Bud threw out his two hands expressively, and shook his head. He let down the hood, climbed in, slid into the driver's seat, and went through the operation of starting. Only, he didn't start. The self-starter hummed as it spun the flywheel, but nothing whatever was elicited save a profane phrase from Foster and a growl from Mert. Bud sat back flaccid, his whole body owning defeat.
“Well, that means a tow in to the nearest shop,” he stated, after a minute of dismal silence. “She's dead as a doornail.”
Mert sat back in his corner of the seat, muttering into his collar. Foster looked at him, looked at Bud, looked at the car and at the surrounding hills. He seemed terribly depressed and at the same time determined to make the best of things. Bud could almost pity him—almost.
“Do you know how far it is back to that town we passed?” he asked Bud spiritlessly after a while. Bud looked at the speedometer, made a mental calculation and told him it was fifteen miles. Towns, it seemed, were rather far apart in this section of the country.
“Well, let's see the road map. How far is it to the next one?”
“Search me. They didn't have any road maps back there. Darned hick burg.”
Foster studied awhile. “Well, let's see if we can push her off the middle of the road—and then I guess we'll have to let you walk back and get help. Eh, Mert? There's nothing else we can do—”

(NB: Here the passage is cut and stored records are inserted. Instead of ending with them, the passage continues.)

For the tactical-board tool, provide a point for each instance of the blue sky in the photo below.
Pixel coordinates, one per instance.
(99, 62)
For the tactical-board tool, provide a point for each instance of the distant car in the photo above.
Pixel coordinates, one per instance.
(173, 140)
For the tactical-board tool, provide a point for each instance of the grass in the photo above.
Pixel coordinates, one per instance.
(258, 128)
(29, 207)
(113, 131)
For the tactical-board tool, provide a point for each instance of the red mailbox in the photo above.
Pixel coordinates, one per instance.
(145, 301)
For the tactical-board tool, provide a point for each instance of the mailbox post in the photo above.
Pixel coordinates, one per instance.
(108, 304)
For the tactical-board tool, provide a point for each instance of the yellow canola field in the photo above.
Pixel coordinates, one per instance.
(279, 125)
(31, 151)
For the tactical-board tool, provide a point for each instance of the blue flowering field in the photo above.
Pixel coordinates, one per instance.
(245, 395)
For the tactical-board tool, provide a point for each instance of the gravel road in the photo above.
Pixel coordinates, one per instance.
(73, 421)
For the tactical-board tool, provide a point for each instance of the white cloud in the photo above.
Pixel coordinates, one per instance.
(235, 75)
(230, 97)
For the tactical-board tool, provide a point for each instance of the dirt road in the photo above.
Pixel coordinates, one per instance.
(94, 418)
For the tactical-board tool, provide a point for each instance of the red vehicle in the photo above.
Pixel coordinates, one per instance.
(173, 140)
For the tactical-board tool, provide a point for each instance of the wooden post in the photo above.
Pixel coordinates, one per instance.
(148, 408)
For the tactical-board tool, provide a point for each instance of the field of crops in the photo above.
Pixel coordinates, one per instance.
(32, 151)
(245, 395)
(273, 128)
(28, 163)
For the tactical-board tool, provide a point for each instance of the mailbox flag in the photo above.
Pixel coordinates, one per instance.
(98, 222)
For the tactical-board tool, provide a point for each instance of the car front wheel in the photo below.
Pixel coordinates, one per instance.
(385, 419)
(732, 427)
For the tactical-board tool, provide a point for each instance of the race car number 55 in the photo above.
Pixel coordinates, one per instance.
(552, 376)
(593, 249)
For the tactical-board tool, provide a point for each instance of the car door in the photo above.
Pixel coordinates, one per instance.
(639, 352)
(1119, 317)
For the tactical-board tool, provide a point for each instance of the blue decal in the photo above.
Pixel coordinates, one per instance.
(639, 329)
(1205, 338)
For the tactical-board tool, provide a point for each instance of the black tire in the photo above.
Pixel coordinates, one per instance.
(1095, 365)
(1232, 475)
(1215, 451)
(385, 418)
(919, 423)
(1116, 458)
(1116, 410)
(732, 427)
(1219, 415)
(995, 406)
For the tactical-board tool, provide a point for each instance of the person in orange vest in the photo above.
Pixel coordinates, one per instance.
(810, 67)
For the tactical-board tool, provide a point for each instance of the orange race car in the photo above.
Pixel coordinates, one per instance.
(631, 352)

“What yuh going to tell 'em?” Mert demanded suspiciously.
Bud permitted a surprised glance to slant back at Mert. “Why, whatever you fellows fake up for me to tell,” he said naively. “I know the truth ain't popular on this trip, so get together and dope out something. And hand me over my suit case, will yuh? I want some dry socks to put on when I get there.”
Foster very obligingly tilted the suit case over into the front seat. After that he and Mert, as by a common thought impelled, climbed out and went over to a bushy live oak to confer in privacy. Mert carried the leather bag with him.
By the time they had finished and were coming back, Bud had gone through his belongings and had taken out a few letters that might prove awkward if found there later, two pairs of socks and his razor and toothbrush. He was folding the socks to stow away in his pocket when they got in.
“You can say that we're from Los Angeles, and on our way home,” Foster told him curtly. It was evident to Bud that the two had not quite agreed upon some subject they had discussed. “That's all right. I'm Foster, and he's named Brown—if any one gets too curious.”
“Fine. Fine because it's so simple. I'll eat another sandwich, if you don't mind, before I go. I'll tell a heartless world that fifteen miles is some little stroll—for a guy that hates walkin'.”
“You're paid for it,” Mert growled at him rudely.
“Sure, I'm paid for it,” Bud assented placidly, taking a bite. They might have wondered at his calm, but they did not. He ate what he wanted, took a long drink of the coffee, and started off up the hill they had rolled down an hour or more past.
He walked briskly, and when he was well out of earshot Bud began to whistle. Now and then he stopped to chuckle, and sometimes he frowned at an uncomfortable thought. But on the whole he was very well pleased with his present circumstances.